One such improvement would be re-surfacing the Hill of Difficulty - the often-muddy and treacherous road connecting Bounty Bay and the township where everyone lives, Adamstown.
£500,000 ($835,000) was earmarked by the Department for International Development for this project.
Then, around two years ago at the very time news of impending charges filtered out, the money ceased to be available.
No wonder the community feels it is being punished for the alleged sins of the few.
Despite this feeling, the material needed for the trials could not have been installed without the co-operation of the Pitcairners.
Some islanders contributed to the building of the remand centre.
The longboat crews brought the materials ashore.
Britain's 'revenge'
Of course they did. That is the Pitcairn way. Yet the crews stand to be emasculated if either those charged are removed to New Zealand for trial, or if any convicted are jailed.
Although Tony Blair has failed to answer letters from Pitcairn appealing for the trials to be held on their island, the islanders do not want independence.
"We've got no money, no brains, no people, no nothing," says an over-modest Betty Christian, among the most articulate of Pitcairn's womenfolk.
It will take the wisdom of several Solomons to save the best of this small, marvellous, imperfect speck of cultural diversity, and to ensure that Betty Christian has no excuse for asserting that, 213 years after the Bounty mutiny, Britain was at last taking revenge on the mutineers.
Here's a clue: BBC. Government media.
Man, the BBC has taken a nosedive lately.

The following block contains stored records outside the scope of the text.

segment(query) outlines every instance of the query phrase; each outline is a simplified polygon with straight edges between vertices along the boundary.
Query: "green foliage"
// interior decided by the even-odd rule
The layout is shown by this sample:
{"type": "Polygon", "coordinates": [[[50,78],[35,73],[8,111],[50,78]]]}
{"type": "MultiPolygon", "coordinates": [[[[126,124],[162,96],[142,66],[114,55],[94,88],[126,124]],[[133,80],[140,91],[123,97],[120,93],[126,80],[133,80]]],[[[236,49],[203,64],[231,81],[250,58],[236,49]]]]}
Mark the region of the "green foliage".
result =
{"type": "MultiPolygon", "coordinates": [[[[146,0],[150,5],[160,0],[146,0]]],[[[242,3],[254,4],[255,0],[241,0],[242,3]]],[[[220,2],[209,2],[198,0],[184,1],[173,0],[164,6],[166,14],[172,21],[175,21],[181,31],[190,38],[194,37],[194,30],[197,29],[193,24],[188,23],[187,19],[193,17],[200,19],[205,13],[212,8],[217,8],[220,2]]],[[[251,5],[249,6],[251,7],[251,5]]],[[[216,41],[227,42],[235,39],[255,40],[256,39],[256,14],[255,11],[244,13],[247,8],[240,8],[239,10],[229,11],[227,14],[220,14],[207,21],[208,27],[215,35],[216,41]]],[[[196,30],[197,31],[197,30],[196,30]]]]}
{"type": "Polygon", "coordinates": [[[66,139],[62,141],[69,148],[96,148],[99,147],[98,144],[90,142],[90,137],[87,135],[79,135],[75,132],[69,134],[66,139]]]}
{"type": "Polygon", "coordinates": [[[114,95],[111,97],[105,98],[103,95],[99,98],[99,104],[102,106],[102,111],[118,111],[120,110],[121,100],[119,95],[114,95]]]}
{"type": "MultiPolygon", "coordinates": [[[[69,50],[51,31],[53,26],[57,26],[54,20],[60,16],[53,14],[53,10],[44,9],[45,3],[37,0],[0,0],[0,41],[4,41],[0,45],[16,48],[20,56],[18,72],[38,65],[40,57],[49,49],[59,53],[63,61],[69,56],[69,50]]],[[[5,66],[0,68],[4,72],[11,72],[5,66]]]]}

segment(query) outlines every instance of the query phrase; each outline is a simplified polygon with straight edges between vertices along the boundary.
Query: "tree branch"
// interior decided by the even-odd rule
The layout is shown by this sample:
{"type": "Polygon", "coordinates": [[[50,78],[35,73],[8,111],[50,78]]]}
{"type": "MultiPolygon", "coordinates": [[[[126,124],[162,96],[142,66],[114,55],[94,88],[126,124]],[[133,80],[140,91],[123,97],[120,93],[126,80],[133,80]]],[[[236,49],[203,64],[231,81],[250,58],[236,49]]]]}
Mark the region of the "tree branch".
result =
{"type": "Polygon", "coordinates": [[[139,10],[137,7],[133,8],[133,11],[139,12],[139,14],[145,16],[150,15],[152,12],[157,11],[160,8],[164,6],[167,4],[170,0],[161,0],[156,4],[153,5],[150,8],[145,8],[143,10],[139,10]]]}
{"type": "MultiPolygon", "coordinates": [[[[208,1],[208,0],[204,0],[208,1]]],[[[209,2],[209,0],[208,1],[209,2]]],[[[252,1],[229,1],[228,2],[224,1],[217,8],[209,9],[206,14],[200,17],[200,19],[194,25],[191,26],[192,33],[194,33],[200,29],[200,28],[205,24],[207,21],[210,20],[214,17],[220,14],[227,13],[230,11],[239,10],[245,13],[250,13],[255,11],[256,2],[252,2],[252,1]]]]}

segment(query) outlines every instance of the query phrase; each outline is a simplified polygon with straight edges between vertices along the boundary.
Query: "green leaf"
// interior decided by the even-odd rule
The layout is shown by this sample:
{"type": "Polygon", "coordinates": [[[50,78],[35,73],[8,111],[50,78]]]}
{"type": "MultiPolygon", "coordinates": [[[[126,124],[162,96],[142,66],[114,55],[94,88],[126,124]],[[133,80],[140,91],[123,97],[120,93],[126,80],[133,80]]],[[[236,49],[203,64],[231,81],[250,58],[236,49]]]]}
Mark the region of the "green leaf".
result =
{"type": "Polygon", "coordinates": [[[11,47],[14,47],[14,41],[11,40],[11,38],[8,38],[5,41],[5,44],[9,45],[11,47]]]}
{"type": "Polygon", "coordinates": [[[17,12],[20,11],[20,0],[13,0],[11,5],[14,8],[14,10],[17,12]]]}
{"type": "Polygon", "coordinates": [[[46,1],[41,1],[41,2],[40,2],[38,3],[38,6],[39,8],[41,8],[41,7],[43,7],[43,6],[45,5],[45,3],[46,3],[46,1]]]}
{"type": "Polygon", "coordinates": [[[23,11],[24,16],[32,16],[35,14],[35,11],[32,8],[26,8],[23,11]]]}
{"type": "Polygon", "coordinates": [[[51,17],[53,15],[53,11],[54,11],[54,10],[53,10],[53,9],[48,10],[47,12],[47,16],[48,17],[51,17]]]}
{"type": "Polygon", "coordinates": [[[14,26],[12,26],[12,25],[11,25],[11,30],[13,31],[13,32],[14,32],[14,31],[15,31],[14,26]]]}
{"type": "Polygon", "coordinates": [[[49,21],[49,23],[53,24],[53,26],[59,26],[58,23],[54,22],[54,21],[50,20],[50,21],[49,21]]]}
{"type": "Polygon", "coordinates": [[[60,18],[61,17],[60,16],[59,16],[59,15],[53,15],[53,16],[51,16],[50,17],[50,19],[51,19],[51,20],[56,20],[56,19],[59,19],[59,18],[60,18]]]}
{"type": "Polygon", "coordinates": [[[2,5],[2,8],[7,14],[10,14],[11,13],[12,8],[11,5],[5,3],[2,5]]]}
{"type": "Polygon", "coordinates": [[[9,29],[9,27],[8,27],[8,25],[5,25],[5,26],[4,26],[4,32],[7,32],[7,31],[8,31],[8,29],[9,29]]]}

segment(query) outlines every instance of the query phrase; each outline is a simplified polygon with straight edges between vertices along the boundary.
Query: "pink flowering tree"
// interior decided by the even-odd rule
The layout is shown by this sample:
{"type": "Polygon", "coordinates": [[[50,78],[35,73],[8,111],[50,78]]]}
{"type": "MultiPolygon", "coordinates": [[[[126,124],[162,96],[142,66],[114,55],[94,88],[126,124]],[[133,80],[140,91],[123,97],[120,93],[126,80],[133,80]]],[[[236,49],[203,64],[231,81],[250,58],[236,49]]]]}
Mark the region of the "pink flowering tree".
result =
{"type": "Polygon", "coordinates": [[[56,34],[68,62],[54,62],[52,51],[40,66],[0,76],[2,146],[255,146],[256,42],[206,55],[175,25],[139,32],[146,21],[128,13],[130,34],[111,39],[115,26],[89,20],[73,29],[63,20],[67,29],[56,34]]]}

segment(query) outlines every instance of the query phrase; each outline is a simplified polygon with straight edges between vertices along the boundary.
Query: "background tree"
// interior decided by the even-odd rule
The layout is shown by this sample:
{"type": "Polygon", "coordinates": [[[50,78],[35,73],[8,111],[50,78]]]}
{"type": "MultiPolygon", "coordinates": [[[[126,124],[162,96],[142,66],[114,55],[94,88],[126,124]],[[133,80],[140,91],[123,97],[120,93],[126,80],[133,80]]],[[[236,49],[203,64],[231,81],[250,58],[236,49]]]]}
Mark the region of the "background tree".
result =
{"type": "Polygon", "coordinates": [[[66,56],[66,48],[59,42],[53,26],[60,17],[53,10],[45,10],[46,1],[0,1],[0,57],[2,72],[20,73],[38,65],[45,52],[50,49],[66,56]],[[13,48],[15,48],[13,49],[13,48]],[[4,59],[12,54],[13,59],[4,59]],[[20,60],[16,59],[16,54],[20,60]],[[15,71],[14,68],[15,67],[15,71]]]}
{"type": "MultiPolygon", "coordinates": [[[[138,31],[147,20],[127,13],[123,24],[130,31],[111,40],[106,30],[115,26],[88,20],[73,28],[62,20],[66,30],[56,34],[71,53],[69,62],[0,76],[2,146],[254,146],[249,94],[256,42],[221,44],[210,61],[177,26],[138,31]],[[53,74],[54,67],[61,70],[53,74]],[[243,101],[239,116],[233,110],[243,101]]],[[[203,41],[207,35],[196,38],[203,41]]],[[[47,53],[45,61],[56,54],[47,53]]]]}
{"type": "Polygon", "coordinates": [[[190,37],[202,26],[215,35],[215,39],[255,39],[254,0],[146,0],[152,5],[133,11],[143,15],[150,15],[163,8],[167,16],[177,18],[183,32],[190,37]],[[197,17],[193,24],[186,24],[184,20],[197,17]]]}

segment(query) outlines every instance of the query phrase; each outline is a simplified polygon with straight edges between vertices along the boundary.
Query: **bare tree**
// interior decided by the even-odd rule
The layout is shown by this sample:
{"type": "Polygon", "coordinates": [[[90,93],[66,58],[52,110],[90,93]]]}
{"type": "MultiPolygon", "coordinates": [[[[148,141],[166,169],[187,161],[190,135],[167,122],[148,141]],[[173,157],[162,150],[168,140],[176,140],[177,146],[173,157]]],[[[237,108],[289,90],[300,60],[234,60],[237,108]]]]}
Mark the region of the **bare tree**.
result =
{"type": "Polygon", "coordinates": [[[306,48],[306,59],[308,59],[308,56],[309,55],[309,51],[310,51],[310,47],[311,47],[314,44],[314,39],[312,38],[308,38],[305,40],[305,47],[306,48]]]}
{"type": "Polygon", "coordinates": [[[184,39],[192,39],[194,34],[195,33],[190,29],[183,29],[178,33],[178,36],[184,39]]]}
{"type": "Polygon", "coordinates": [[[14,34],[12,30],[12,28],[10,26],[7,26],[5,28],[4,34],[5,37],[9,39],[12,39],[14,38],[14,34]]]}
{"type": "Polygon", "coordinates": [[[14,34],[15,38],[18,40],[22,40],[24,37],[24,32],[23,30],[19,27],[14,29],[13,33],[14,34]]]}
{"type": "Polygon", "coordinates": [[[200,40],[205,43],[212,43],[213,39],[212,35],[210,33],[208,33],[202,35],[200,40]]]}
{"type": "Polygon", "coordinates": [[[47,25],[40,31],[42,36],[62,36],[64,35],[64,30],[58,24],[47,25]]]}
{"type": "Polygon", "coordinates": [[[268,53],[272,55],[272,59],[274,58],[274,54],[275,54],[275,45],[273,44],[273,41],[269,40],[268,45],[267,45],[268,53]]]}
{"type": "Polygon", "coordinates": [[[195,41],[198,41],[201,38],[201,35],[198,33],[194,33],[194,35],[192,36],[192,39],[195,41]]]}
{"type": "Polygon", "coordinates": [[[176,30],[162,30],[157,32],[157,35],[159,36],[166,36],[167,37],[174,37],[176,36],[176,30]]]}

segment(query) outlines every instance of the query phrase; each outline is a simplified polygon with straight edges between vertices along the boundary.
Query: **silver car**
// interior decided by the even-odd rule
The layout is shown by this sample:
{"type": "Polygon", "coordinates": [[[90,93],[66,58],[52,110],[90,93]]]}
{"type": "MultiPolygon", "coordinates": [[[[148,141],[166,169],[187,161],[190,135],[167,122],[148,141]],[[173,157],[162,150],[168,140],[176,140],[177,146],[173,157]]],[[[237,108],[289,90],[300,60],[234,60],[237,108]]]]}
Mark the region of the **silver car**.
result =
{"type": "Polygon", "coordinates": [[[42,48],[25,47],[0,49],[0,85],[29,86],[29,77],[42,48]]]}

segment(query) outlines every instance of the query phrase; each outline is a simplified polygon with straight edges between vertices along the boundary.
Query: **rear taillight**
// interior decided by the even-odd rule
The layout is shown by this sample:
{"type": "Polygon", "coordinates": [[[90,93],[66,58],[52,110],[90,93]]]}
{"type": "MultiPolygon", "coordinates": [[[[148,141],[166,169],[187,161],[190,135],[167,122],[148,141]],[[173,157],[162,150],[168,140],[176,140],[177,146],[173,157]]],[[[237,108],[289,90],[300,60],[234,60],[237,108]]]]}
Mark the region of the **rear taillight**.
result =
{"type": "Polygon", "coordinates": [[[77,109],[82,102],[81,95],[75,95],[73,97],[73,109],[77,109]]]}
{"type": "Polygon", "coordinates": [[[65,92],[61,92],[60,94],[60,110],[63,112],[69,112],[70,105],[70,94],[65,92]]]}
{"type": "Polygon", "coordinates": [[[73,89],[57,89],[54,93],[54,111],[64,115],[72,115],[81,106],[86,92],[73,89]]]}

"We've got no money, no brains, no people, no nothing," says an over-modest Betty Christian, among the most articulate of Pitcairn's womenfolk.
Must be overly concerned about the available jury pool.
'Cultural Sensitivity' be damned.
Pitcarin Island is difficult to reach and prohibitively expensive for the British Empire to reach and prosecute criminal rapists? Who'd a'thunk?
Pitcarin Island was deliberately settled because it was difficult to reach and prohibitively expensive for the British Empire to reach and prosecute criminal rapists. The Bounty Mutineer faction (it was no more than a fraction of the minority of the crew that mutinied) kidnapped Tahitian sex slaves and brought them to the nearly-impossible-to-find island hideout.
"Depends on how you define technically".
LOL...I may have you beat. Not only did I spend at least an hour there, I tested neighboring Norfork island email service.